Nous voulons armer un bateau. Le conseil de l’EKD vient de décider de fonder une association pour que les Églises, institutions et citoyens engagés puissent, aussi rapidement que possible, financer ensemble un navire supplémentaire pour les opérations de sauvetage.

H. Bedford-Strohm

L’organisation pro-immigration “Estacade” (Seebrücke) a vivement salué cette décision sur son site internet, en détournant une photographie de la statue de Luther à Worms : “L’EKD envoie un bateau ! Merci à l’EKD qui rend cela possible.” Un porte-parole de l’organisation a également déclaré en conférence de presse : “Tous les hommes doivent avoir le droit de se déplacer librement et de venir en Europe en sécurité et dans la légalité.”

Seebruecke

L’EKD n’a pas la prétention d’être un groupe “d’experts en sauvetage en mer”, rappelle Michael Diener, membre du conseil, dans une interview pour le média chrétien allemand Pro, mais souhaite y participer, et le mot-dièse #Kircherettet (“l’Église sauve”) en est le signal : avec ou sans connaissances spécifiques, elle s’est impliquée dans le sauvetage. L’Église réformée de l’EKD2 a été la première à débloquer des fonds pour ce navire, dès la fin août.

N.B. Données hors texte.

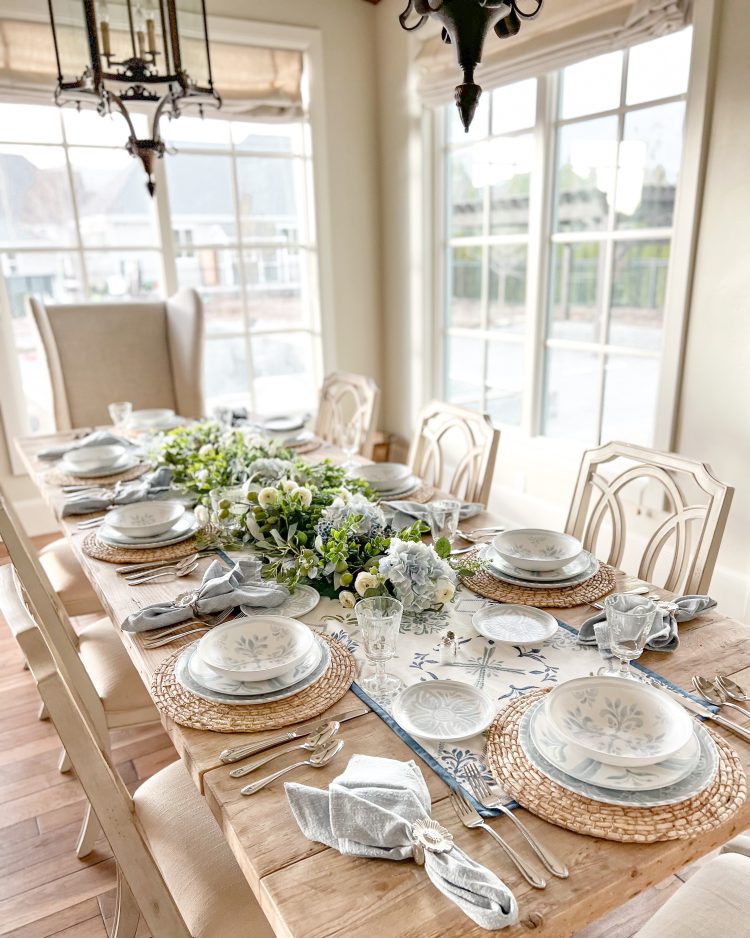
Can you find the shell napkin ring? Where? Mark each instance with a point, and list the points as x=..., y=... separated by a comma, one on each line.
x=428, y=834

Au début du mois, les évêques Meister (Hanovre) et Bedford-Strohm (Bavière) ont reçu au siège central de l’EKD un millier de bateaux en papier, fabriqués par une paroisse de Basse-Saxe. Cette action visait à soutenir la résolution de la convention de l’Église (Kirchentag) de Dortmund sur le secours en mer. Ulrich H.J. Körtner a commenté dans un article la photo (cf. ci-dessous) des deux évêques avec un grand bateau en papier et un “#Kircherettet” découpé par un enfant : “C’est avec ce genre d’arguments que l’EKD discute désormais de questions politiques complexes telles que la politique européenne d’immigration et d’asile.”

Ralf Meister et Heinrich Bedford-Strohm, deux évêques de l’EKD.

Ce théologien venu d’Allemagne, et enseignant à l’université de Vienne, continue, en ayant aussi à l’esprit des réactions comme celle citée plus haut de l’organisation “Estacade” : “Les secouristes et leurs soutiens ne justifient absolument pas leurs actions par la seule volonté de sauver des êtres humains d’un péril mortel ; mais ils soutiennent aussi que tout homme a le droit de fuir ou d’immigrer dans le pays de son choix. Puisqu’une telle possibilité n’existe pas juridiquement, ils la fondent moralement. Le sauvetage en mer équivaut ainsi de facto à un billet d’entrée pour l’Europe ; non pas d’ailleurs pour les plus pauvres d’entre les pauvres, mais pour ceux qui peuvent se payer les précieux services d’un passeur. Au fond, les revendications des ONG reviennent purement et simplement à une politique d’ouverture des frontières. Il en va de même de la position de l’EKD. Les conséquences politiques et sociales d’une telle politique d’accueil, qui a participé au renforcement des partis de droite xénophobes dans toute l’Europe, sont minimisées ou imputées unilatéralement aux tendances racistes de “la droite”.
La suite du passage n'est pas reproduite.